Reading the Wolfram MathWorld™ article on the Möbius strip I came across an equation that was news to me.

After the familiar parametric form $\displaystyle x=(1+s\cos(t/2))\cos t,\quad y=(1+s\cos(t/2))\sin t, \quad z = s\sin(t/2) \qquad (1)$

it is said that “In this parametrization, the Möbius strip is therefore a cubic surface with equation…” $\displaystyle y(x^2+y^2+z^2-1)-2z(x^2+y^2+x) =0 \qquad\qquad\qquad(2)$

That’s a neat cubic equation for sure. But… wouldn’t the sign of the left hand side of (2) (call it $F$) distinguish the “positive” and “negative” sides of the surface, contrary to its non-orientability?
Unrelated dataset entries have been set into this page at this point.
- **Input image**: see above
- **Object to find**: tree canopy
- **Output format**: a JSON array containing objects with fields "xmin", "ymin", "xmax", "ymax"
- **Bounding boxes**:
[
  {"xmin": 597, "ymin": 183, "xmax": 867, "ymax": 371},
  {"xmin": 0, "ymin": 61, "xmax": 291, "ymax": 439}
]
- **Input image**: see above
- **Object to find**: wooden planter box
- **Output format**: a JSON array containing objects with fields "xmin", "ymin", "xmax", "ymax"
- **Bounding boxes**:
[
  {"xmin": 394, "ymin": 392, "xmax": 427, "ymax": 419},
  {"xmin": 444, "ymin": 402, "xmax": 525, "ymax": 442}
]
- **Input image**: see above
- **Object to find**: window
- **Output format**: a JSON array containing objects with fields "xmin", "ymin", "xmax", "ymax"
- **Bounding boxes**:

I went to SageMathCloud™ to check and got this plot of (2):

That’s… not exactly the Möbius strip as I know it. But it’s true that (1) implies (2): the cubic surface contains the Möbius strip. Here is the plot of (1) superimposed on the plot of (2).

The self-intersection arises where the “positive side” $F > 0$ suddenly transitions to negative $F< 0$.

## 2 thoughts on “Implicit Möbius strip”

1. David Speyer says:

Fun example! I enjoyed playing with it. I think that, if you let s range over all real numbers, you do sweep out the whole surface. The line of self intersection occurs because the lines for t and t+Pi lie in a common plane, and hence meet at some point. I get this this point is at (x,y,z) = (1, -tan(t), – tan(t)). So, as t varies, we get self intersection along the line x=1, y=z. If you restrict the range of s, then you get two line segments instead of two lines, and thus you don’t see that anything funny is happening along that self intersection curve.

Can you see any reason why the final formula for the self intersection came out so simple? It seems surprising to me.

1. David Speyer says:

(-1, – tan(t), – tan(t)), and hence x=-1, y=z. I got the sign wrong above.